Estoy en casa, luego del Covid, solo me faltó salir con moño del hospital. Soy un milagro navideño, o al menos así se siente llegar justo en Nochebuena a casa con mi hija y mi esposo.
Cargué a mi hija. Al principio no me quería, y la sensación de volverla a ver fue extraña. Sentí que habían pasado doce años y no doce días. La vi enorme, distinta, un poco más dura. Pero más hermosa que nunca. Poco a poco y con las horas comenzó a quererme de nuevo. Y la primera risa que le provoqué me hizo reconciliarme con el mundo entero. Ese mundo que ahora parece derrumbarse por un virus que nadie entiende por qué nació. Pienso en el hombre que se comió ese murciélago. Pienso en el karma que el pobre ha de cargar. Desempleo, hambre, muerte, soledad, familias separadas, enfermedad, dolor, incertidumbre, cansancio, crisis económicas… todo por el antojo de un murciélago. O al menos eso pensamos.

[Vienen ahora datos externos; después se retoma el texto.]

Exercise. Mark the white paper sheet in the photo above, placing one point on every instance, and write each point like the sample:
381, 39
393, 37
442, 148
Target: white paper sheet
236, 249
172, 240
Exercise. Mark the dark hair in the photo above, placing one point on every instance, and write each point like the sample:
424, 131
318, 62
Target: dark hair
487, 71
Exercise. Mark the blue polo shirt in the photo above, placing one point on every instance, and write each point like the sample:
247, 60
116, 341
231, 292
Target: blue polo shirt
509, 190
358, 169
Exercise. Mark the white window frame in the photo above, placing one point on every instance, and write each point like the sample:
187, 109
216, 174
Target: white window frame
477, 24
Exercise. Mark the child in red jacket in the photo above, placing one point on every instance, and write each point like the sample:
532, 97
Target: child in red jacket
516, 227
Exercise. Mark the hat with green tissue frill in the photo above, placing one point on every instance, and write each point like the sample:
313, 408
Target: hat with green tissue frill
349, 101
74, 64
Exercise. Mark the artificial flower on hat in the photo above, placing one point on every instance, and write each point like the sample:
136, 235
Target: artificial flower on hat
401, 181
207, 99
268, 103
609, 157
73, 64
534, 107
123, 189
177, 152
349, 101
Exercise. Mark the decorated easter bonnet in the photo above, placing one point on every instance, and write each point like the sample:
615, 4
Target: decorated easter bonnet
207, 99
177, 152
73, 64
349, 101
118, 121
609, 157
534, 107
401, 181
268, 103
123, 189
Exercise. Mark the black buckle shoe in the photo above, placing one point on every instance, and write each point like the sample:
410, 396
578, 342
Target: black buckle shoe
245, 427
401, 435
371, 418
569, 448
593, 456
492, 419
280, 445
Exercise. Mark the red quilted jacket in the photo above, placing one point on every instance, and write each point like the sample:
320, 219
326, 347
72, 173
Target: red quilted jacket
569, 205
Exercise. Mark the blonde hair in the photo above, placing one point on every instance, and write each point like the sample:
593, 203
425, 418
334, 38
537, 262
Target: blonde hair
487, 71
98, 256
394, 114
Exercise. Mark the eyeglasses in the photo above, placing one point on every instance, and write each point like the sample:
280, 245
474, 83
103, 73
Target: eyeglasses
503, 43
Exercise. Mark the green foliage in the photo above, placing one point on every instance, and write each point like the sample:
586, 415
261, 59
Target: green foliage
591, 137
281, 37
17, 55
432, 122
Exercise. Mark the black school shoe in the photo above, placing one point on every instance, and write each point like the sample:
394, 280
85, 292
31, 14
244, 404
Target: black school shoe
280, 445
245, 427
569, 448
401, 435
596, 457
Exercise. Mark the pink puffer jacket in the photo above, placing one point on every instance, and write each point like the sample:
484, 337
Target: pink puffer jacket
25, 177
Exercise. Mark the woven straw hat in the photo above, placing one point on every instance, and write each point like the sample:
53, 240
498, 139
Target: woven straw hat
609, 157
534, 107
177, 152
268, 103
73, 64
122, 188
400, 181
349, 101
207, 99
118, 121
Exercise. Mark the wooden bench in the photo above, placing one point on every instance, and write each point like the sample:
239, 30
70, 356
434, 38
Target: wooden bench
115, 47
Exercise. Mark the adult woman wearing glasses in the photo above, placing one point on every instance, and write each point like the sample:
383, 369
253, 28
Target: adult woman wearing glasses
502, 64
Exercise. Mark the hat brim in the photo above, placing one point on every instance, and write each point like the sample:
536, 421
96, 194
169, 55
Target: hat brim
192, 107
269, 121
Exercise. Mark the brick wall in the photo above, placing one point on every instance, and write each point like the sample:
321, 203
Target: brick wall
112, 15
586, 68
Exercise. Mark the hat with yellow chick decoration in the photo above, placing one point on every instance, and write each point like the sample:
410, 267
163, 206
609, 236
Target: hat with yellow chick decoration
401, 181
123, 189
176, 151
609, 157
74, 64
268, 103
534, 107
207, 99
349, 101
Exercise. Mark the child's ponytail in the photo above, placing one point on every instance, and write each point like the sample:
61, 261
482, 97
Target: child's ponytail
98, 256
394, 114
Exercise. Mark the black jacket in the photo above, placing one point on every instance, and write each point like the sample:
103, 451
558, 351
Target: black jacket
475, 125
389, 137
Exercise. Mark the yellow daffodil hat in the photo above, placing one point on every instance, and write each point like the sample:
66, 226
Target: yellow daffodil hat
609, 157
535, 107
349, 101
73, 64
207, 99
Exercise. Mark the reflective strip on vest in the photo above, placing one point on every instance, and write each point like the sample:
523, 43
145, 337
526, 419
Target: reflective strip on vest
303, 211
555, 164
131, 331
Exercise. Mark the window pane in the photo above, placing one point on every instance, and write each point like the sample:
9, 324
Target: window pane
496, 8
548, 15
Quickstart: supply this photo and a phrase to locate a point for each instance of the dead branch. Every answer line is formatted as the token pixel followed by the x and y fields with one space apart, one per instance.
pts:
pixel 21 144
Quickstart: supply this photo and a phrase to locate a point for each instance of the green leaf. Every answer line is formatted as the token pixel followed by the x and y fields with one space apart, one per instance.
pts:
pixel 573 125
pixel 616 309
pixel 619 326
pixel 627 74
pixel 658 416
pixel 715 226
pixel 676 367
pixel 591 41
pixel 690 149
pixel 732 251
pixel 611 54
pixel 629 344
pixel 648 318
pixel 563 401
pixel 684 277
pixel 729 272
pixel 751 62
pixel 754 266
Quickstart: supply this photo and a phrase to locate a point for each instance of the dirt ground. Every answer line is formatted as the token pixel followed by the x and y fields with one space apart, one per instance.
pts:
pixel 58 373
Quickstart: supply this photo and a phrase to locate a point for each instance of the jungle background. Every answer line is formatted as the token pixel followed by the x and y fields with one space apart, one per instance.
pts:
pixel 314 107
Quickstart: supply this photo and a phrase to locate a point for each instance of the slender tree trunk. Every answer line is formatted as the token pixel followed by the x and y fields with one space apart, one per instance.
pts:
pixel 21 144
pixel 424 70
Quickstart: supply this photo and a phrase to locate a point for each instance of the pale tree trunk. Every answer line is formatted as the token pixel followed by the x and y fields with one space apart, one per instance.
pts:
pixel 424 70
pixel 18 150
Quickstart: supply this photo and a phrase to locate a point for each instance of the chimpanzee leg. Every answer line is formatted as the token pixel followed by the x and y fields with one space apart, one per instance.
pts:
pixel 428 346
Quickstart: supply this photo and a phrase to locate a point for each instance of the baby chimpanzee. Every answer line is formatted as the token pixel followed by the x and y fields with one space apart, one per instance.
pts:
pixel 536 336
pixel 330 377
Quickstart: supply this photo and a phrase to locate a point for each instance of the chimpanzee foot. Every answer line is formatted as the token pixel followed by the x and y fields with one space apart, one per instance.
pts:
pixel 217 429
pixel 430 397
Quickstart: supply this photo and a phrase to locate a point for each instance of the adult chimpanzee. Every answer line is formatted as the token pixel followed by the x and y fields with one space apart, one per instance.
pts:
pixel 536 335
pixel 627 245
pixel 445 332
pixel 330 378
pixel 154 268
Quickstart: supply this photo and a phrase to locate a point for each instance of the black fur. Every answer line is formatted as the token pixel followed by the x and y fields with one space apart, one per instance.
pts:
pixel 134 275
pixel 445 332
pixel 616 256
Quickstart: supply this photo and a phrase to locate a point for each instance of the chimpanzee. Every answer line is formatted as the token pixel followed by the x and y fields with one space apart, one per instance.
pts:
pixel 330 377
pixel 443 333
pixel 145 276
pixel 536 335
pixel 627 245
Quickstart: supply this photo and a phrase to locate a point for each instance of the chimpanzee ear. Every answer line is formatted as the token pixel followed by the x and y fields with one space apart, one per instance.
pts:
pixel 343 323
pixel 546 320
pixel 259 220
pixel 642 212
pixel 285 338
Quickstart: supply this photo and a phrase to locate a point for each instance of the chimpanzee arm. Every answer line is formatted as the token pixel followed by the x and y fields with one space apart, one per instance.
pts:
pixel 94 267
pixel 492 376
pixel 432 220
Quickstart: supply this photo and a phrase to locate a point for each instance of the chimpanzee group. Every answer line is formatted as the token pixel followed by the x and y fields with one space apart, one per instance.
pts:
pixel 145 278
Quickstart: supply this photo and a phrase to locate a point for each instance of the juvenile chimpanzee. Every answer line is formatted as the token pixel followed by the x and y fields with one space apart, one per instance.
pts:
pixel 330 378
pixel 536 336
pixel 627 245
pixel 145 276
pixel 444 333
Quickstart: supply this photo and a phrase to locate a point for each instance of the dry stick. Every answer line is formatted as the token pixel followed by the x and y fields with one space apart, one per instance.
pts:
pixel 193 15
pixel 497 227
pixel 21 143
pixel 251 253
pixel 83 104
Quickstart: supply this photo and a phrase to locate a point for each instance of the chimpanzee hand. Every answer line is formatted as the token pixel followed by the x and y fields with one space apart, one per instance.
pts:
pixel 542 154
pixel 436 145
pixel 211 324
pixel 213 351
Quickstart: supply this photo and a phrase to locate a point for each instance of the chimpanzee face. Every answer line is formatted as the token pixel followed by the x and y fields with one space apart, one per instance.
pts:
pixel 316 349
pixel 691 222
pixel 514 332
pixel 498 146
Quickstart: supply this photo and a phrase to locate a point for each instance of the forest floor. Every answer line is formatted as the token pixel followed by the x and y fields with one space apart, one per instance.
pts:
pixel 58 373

Hoy es Nochebuena. Y me ha roto el alma ver a los padres que no han podido comprar juguetes para sus hijos. Y saber que todas las personas de edad mayor estarán totalmente solas en una de sus quizá últimas navidades. Me parte la gente intubada y la que no encuentra lugar en hospital. Los médicos y enfermeros agotados. Las personas que este año se quedaron sin empleo. Y aquellos que han perdido a un ser amado. Me duele tanto el mundo que quiero pensar que todo esto es temporal y que probablemente hay alguna lección escondida que aún no hemos descifrado. Y que quizá, cuando logremos ponerle nombre, será como esos cuentos de hadas en donde con un beso de amor verdadero se rompe el hechizo.
¿Pero si más que un hechizo se trata de un destino inevitable de nuestra especie, que nos condena a replantear la manera de vivir y relacionarnos unos con otros? ¿Si es en realidad algo necesario? ¿O si esta crisis sanitaria resulta más bien un nuevo estilo de vida que llegó para quedarse? ¿Podremos emocionalmente salir adelante? ¿Adaptarnos como sociedad e individuos al encierro, a la distancia, al miedo?
No sé si vivamos lo suficiente para saberlo.